I rwandesi non vogliono generalmente bere acqua in un evento sociale (anche in una semplice visita a casa di qualcuno). Per loro bere è sopratutto aprire delle bottiglie di birra (Muzing o Primus), e di Cocacola-Fanta. Io e Marco abbiamo suggerito a Simoni (il nostro cuoco) di preparare alternative per accogliere le persone, come thè freddo o succhi di frutta. Abbiamo spiegato che in Bolivia (o Colombia, non ricordo con sicurezza) l'impresa della Cocacola ha ucciso molte persone tra i suoi operai che provavano a scioperare. Ma questo concetto della Bolivia è difficile a far passare a Carla e sicuramente anche a Simoni, che però essendo un dipendente, non credo "osi" contrare i due giovani missionari. Io parlo di solidarietà mondiale ed equità negli acqusiti, e Carla mi replica che non accogliamo come si deve i rwandesi a casa nostra. Marco replica che la nostra accoglienza c'è ma è secondo i nostri canoni, di persone che sanno cosa accade oltre il Rwanda (anche se il telefono e internet adesso non ci sostengono, per confermare i fatti), e Carla retoricamente ci chiede se a casa nostra in Italia offriamo agli ospiti solo l'acqua. Buone discussioni sulla solidarietà internazionale, sul boicottaggio negli acquisti, sul commercio equo, si sono aperte spesso a casa nostra tra noi tre italiani.

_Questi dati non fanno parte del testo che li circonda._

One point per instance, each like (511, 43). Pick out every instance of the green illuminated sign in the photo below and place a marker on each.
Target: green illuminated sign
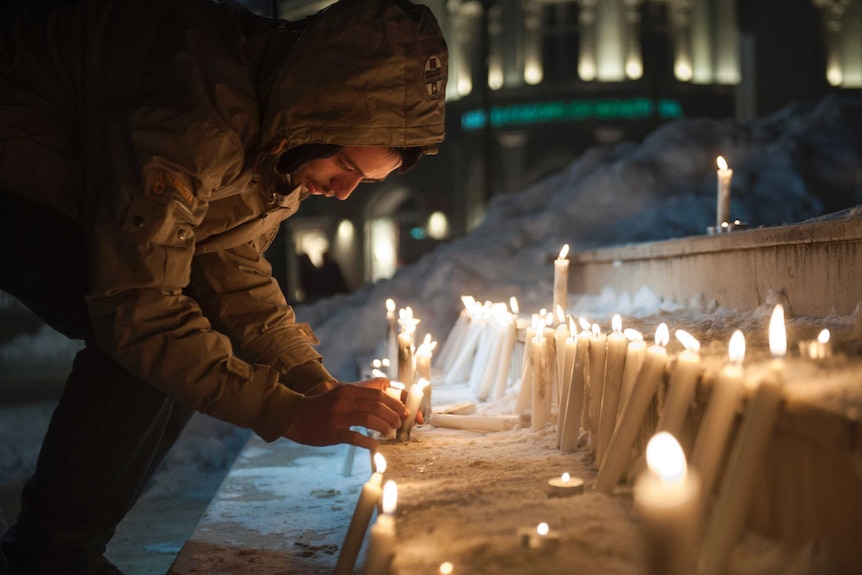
(541, 112)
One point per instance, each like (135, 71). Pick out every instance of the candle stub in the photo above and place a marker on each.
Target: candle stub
(565, 486)
(540, 537)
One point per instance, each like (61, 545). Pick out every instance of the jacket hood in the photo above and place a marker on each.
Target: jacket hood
(361, 73)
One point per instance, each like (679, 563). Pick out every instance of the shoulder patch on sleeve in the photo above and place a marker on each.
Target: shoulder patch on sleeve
(168, 183)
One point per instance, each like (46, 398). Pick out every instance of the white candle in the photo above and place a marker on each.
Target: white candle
(394, 390)
(539, 537)
(414, 401)
(717, 423)
(615, 364)
(747, 456)
(569, 349)
(682, 387)
(561, 279)
(405, 346)
(667, 503)
(455, 339)
(381, 543)
(565, 486)
(575, 400)
(474, 422)
(723, 201)
(507, 349)
(525, 394)
(635, 354)
(365, 506)
(391, 334)
(617, 458)
(596, 382)
(543, 366)
(819, 348)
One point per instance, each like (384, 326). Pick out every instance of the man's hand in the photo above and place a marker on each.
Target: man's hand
(326, 418)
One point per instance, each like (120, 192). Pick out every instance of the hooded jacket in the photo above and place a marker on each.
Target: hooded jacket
(157, 125)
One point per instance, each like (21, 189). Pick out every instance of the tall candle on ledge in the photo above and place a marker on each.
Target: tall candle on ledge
(717, 423)
(596, 383)
(561, 279)
(615, 365)
(391, 334)
(542, 366)
(723, 201)
(747, 457)
(682, 387)
(575, 400)
(619, 453)
(381, 543)
(365, 506)
(635, 354)
(667, 502)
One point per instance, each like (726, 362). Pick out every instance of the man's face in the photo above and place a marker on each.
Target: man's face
(339, 175)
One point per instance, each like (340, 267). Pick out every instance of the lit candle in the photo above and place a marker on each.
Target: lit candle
(391, 334)
(667, 502)
(561, 279)
(616, 358)
(423, 357)
(414, 401)
(543, 366)
(565, 486)
(365, 506)
(682, 387)
(635, 354)
(394, 390)
(596, 383)
(405, 345)
(616, 459)
(717, 423)
(381, 543)
(575, 400)
(747, 456)
(540, 537)
(723, 204)
(819, 348)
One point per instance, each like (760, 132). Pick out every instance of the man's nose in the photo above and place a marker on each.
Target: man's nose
(345, 186)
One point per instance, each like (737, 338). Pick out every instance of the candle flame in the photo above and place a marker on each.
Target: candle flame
(777, 333)
(688, 340)
(633, 334)
(379, 463)
(564, 251)
(736, 347)
(662, 334)
(390, 497)
(666, 458)
(561, 315)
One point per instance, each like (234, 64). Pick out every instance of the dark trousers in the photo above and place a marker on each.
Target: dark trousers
(109, 431)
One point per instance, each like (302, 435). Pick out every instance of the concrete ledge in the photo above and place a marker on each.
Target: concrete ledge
(818, 265)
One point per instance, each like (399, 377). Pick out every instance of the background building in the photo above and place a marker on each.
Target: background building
(533, 84)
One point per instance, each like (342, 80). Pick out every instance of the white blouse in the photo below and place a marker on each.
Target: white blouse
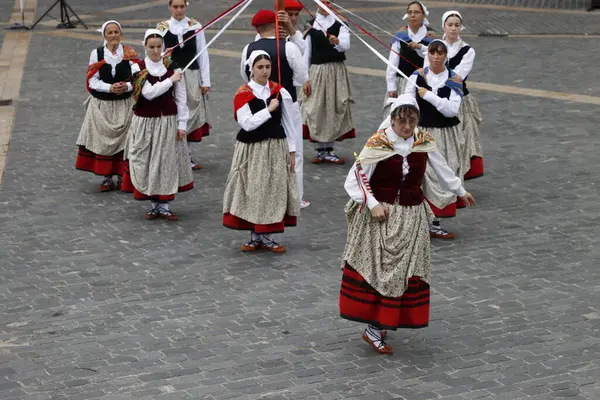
(447, 107)
(390, 73)
(323, 23)
(179, 28)
(293, 57)
(466, 64)
(403, 147)
(150, 91)
(250, 122)
(111, 59)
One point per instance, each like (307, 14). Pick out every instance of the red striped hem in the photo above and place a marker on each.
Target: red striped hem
(348, 135)
(232, 222)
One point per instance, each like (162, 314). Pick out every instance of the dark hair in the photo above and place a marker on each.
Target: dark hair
(437, 46)
(403, 110)
(418, 3)
(153, 36)
(261, 57)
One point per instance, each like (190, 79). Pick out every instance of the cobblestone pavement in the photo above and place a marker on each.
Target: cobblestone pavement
(97, 303)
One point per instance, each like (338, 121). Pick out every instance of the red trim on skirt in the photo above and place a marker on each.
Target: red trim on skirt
(232, 222)
(348, 135)
(447, 212)
(476, 169)
(197, 134)
(99, 164)
(361, 303)
(127, 186)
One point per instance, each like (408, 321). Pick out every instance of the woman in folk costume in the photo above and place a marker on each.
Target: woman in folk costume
(439, 95)
(197, 76)
(327, 96)
(159, 161)
(108, 109)
(386, 272)
(261, 194)
(460, 60)
(411, 43)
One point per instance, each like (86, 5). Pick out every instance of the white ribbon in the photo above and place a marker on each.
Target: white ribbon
(378, 54)
(218, 34)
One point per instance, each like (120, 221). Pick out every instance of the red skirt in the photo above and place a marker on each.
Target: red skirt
(98, 164)
(197, 134)
(476, 169)
(232, 222)
(127, 186)
(306, 135)
(360, 302)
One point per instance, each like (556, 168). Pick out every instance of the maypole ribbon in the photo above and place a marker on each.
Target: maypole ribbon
(219, 33)
(378, 54)
(208, 25)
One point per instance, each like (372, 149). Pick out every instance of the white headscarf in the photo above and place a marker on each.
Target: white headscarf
(402, 100)
(425, 21)
(253, 56)
(104, 25)
(447, 14)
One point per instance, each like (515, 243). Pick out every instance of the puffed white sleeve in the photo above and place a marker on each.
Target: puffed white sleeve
(390, 73)
(95, 82)
(287, 120)
(183, 112)
(151, 91)
(344, 39)
(466, 65)
(248, 121)
(298, 40)
(446, 177)
(296, 62)
(243, 74)
(356, 190)
(447, 107)
(204, 60)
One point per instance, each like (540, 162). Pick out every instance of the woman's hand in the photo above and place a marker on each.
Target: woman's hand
(273, 105)
(422, 92)
(379, 213)
(176, 77)
(307, 89)
(468, 199)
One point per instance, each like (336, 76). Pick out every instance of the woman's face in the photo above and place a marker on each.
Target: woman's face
(112, 35)
(416, 16)
(437, 59)
(452, 27)
(261, 71)
(154, 49)
(177, 8)
(405, 124)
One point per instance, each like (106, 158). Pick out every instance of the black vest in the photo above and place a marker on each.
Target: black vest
(322, 51)
(122, 74)
(271, 129)
(430, 116)
(287, 73)
(182, 55)
(456, 60)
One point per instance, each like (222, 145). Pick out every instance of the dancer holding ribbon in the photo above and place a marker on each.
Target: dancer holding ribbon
(159, 161)
(461, 57)
(386, 271)
(261, 194)
(327, 96)
(409, 48)
(197, 77)
(439, 95)
(108, 109)
(289, 70)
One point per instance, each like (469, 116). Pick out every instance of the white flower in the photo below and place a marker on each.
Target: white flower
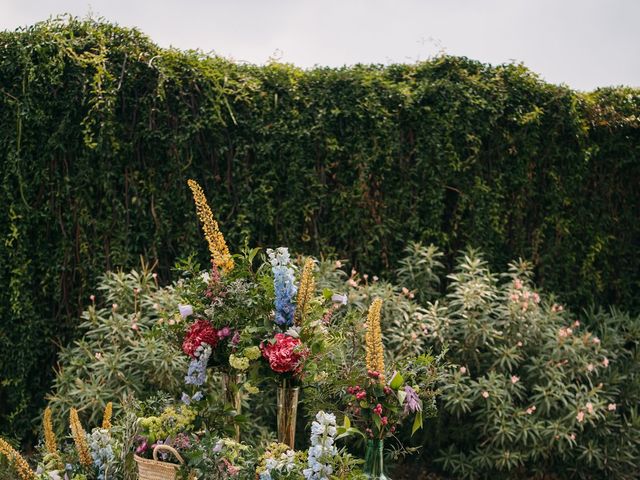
(322, 450)
(185, 310)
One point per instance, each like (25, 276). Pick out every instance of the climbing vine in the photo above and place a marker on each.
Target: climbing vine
(100, 128)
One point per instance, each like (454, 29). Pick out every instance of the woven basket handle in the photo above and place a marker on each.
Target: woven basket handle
(168, 449)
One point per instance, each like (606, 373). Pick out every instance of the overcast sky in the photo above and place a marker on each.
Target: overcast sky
(582, 43)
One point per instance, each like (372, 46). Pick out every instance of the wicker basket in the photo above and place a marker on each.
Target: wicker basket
(155, 469)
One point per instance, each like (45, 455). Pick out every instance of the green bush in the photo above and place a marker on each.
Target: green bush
(122, 350)
(532, 392)
(99, 129)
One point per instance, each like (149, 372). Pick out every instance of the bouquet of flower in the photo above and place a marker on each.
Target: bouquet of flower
(323, 460)
(379, 402)
(91, 456)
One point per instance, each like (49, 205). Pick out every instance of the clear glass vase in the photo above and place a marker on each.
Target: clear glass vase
(232, 398)
(374, 460)
(287, 413)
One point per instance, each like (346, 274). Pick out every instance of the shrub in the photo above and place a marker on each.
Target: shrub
(121, 350)
(532, 391)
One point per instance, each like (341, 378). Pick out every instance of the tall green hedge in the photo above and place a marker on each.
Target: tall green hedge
(100, 128)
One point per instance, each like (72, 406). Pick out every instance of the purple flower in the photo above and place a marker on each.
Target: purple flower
(339, 299)
(185, 310)
(412, 402)
(142, 448)
(224, 332)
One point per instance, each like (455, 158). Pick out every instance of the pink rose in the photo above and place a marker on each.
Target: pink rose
(285, 354)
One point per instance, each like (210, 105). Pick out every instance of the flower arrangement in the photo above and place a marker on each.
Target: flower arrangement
(91, 456)
(205, 455)
(322, 461)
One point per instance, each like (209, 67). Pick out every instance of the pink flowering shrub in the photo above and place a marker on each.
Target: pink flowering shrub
(532, 389)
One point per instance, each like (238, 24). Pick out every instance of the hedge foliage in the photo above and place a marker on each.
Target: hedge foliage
(100, 128)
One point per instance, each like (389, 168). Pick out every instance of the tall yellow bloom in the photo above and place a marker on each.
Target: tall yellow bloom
(19, 463)
(80, 438)
(49, 436)
(106, 417)
(375, 349)
(305, 292)
(217, 245)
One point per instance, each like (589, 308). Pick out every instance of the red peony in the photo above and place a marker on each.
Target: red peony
(285, 355)
(200, 332)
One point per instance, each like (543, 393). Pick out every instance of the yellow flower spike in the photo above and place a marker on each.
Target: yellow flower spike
(49, 436)
(305, 292)
(106, 417)
(217, 245)
(19, 463)
(80, 438)
(374, 347)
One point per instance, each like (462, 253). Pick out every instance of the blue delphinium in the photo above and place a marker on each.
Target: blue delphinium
(284, 285)
(197, 373)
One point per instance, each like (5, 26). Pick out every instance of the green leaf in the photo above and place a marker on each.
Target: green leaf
(396, 381)
(346, 423)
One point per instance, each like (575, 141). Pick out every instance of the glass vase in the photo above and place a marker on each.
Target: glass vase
(374, 460)
(287, 413)
(231, 388)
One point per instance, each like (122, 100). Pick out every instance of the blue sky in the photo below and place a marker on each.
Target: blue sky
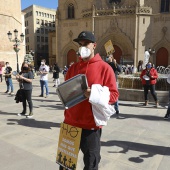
(44, 3)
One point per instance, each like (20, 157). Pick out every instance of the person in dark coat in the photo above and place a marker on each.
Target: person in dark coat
(116, 68)
(56, 71)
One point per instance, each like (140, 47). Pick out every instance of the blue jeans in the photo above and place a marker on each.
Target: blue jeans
(9, 84)
(42, 84)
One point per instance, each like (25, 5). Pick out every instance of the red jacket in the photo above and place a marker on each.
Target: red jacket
(153, 76)
(97, 72)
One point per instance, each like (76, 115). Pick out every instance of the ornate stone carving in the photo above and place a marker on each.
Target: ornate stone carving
(164, 30)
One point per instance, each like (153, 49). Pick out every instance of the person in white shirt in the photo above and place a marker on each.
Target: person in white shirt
(44, 69)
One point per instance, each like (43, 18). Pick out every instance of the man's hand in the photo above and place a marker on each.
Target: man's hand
(87, 92)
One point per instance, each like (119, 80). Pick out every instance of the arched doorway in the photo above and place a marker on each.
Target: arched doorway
(162, 57)
(117, 54)
(71, 56)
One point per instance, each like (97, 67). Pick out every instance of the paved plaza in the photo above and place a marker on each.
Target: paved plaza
(139, 139)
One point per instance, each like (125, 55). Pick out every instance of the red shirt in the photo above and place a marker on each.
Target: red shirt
(97, 72)
(153, 76)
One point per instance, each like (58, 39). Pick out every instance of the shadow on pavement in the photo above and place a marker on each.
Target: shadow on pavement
(149, 150)
(5, 113)
(44, 100)
(52, 107)
(150, 105)
(33, 123)
(145, 117)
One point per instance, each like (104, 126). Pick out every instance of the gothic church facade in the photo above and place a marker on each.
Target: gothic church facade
(133, 26)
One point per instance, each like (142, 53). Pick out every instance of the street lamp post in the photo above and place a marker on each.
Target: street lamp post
(17, 43)
(152, 52)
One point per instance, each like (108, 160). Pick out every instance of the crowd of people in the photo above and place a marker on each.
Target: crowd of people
(97, 71)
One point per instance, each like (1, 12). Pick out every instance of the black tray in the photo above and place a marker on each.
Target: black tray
(71, 92)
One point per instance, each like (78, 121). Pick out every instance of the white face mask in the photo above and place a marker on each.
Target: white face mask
(107, 59)
(84, 52)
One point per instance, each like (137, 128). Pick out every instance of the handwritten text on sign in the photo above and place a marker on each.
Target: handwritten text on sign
(68, 146)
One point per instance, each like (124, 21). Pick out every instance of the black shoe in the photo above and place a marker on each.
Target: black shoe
(166, 116)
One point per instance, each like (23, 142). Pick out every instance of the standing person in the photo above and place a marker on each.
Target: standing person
(1, 72)
(116, 68)
(56, 71)
(25, 81)
(81, 115)
(65, 71)
(140, 66)
(44, 70)
(8, 79)
(149, 77)
(167, 115)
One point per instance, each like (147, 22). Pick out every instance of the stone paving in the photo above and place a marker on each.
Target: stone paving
(139, 139)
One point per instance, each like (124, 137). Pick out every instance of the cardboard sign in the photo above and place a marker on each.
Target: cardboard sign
(68, 146)
(109, 47)
(2, 63)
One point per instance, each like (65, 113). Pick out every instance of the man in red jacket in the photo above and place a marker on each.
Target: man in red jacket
(149, 77)
(97, 72)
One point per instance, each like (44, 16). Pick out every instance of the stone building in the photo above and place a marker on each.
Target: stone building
(133, 26)
(39, 21)
(11, 19)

La mia mossa successiva è adesso scaricare da internet (ora a Kigali posso farlo) della documentazione che spieghi meglio a Carla (e Simoni) cosa sia successo in Bolivia con la CocaCola. Ma anche qui, ho dei dubbi. Per i Rwandesi, e per Carla, forse la Bolivia è un paese nemmeno immaginato, quanto è lontano; i problemi giornalieri sono molti per permettersi di fare solidarietà facili in occidente. Del boicottaggio alla Nestè, per esempio, io e Marco non ci azzardiamo assolutamente a proporre. Quando a Carla arrivano pacchi dall'Italia con dentro latte in polvere della Neslè, per i bimbi del vicino centro nutrizionale, con che cuore io o Marco possiamo spiegarle che non deve usarli per le malefatte della multinazionale Svizzera ?
Il confine dei boicottaggi in questo caso non si può allargare qui, la concretezza è necessaria. E per questo mi sforzo di essere elastico anche sulla Cocacola. Se in un paese ricco è facile trovare alternative eque al prodotto incriminato, qui è molto più difficile e costoso. Ma questo tentativo di "connessione" mondiale ci piace continuarlo a fare. Oggi scarico da internet notizie sulla Coca-cola, e poi attaccherò il foglio in salotto a casa. Quali saranno le contromosse dell' "avversario"?
A conclusione, devo dire che il clima in casa nostra è davvero buono. Non vorrei far sembrare la casa di Nyarurema in una guerra per questioni di commercio equo e solidale. Mi piace invece definirlo come un aperto confronto costruttivo tra me, Marco e Carla. Generazioni a confronto.